# Really, REALLY Dumb Question...lol



## SRPitera (Nov 12, 2006)

OK, here goes...

I have a 12 week old Jack Russell..

He has very long hair hanging down off of the tip of his penis... lol

Can you trim this or is it a functional part of his body?

I told you it was dumb... lol


----------



## workingdog (Oct 19, 2006)

oh i don't think it's dumb.My male pom has long hair there too, and i was just thinking dam it would be nice if that wasn;t there. His next bath off it comes, unless some one answers this question with a reply that it needs to stay( which i doubt)


----------



## Onlinek9 (Nov 12, 2006)

You just obviously need to be careful while trimming! *ouch!* My male aussie had it too. While he was a puppy it was a pee trap. Now it doesn't seem to be much of a problem. But I trimmed it shorter when he was a pup.


----------



## myrna (Oct 29, 2006)

Why don't you make an appointment with your vet. If this needs to be done it should be by a vet. Good luck......


----------



## workingdog (Oct 19, 2006)

What! i'm sure my vet would laugh at me.It's just hair hanging down, you would have to be a complete idoit, to cut anything that should'nt be cut.


----------



## workingdog (Oct 19, 2006)

Hey Myrna i just reread my post. It could be took'en as rude.Not my intentions.


----------



## SRPitera (Nov 12, 2006)

Went to the vet today (For regular visit) and sure enough, this is a commonly asked question...lol

It is now trimmed... Turns out it is just normal puppy hair that can be removed...


----------



## DOTTI (Nov 11, 2006)

You Can Trim It.my Peke Has Long Hair There Also And Yhe Groomer Takes Alot Off Whene He's Bathed


----------



## daisy (Aug 23, 2006)

yea you can do it your self becouse he might need it when hes all grown up to i know that groomers clip the hair ther and in femails to


----------



## Jessica&Crew (Sep 23, 2006)

It is common to clip thast hair. 

With long haired breeds (I know yours isnt) people often trim some of the belly hair as well.


----------



## ejabarnes (Nov 30, 2006)

yes it can be trimmed with scissors do not clip as the blade can easily slip and snip his privates so i would be careful you can get this done at the groomers which is called a hygeine trim or sanitary trim


----------



## APBTgal (Dec 10, 2006)

myrna said:


> Why don't you make an appointment with your vet. If this needs to be done it should be by a vet. Good luck......

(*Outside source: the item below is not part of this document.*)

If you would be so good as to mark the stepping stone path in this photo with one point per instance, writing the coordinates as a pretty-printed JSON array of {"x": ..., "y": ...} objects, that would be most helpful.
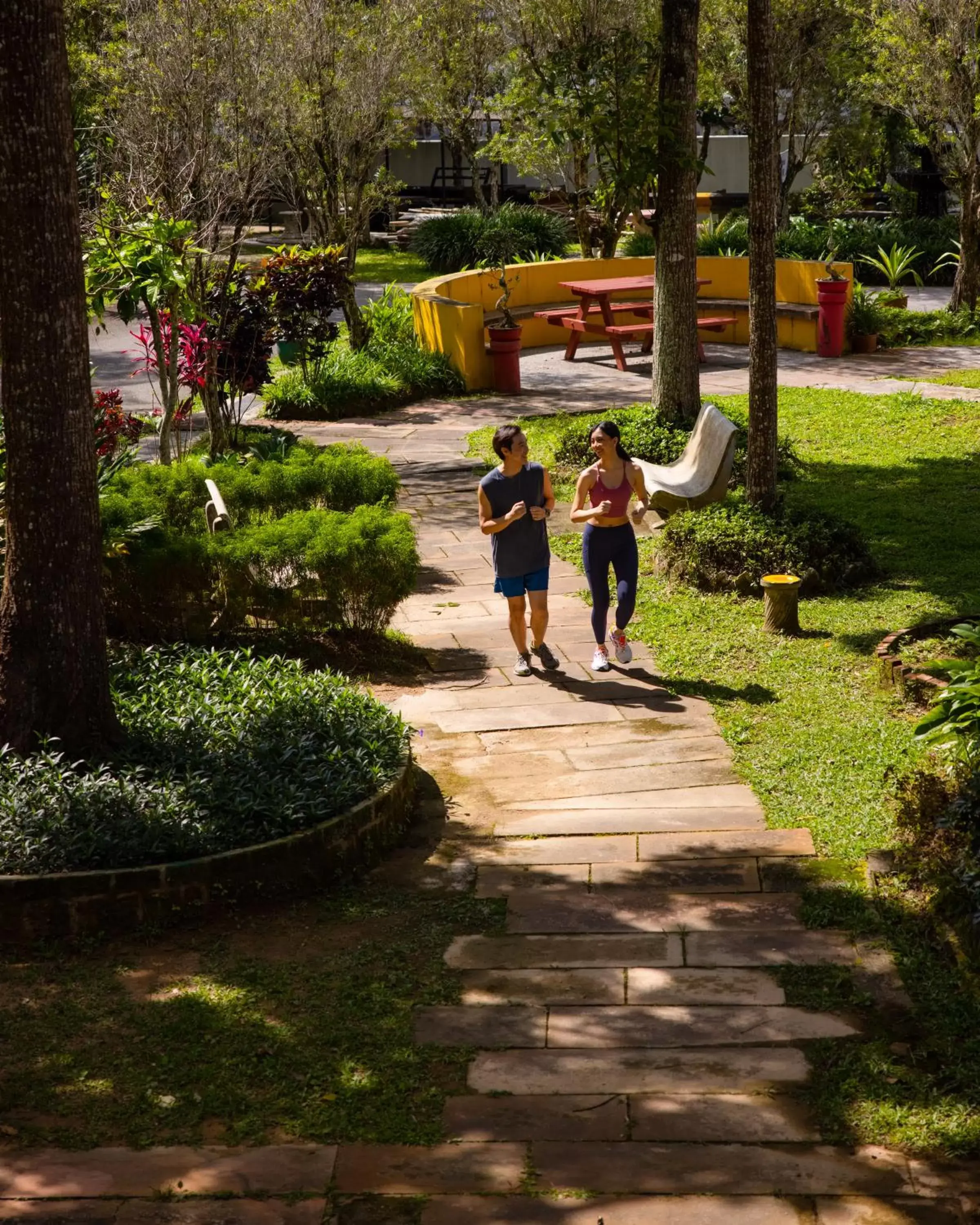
[{"x": 635, "y": 1059}]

common sense is all you need. its like trimming nails no need to go to the vet for something you can do.


----------



## pupskersandhutch (Nov 20, 2006)

with my Pekingnese they shave the butthole so she can poo better if we don't then she get's dingle berries and frankly that's grooss. I would think that cutting the hair might be sensitive and i don't know how well they would lay for that I would leave it it's not like it's bothering them unless it's as long as long as Santa's beard!!.


----------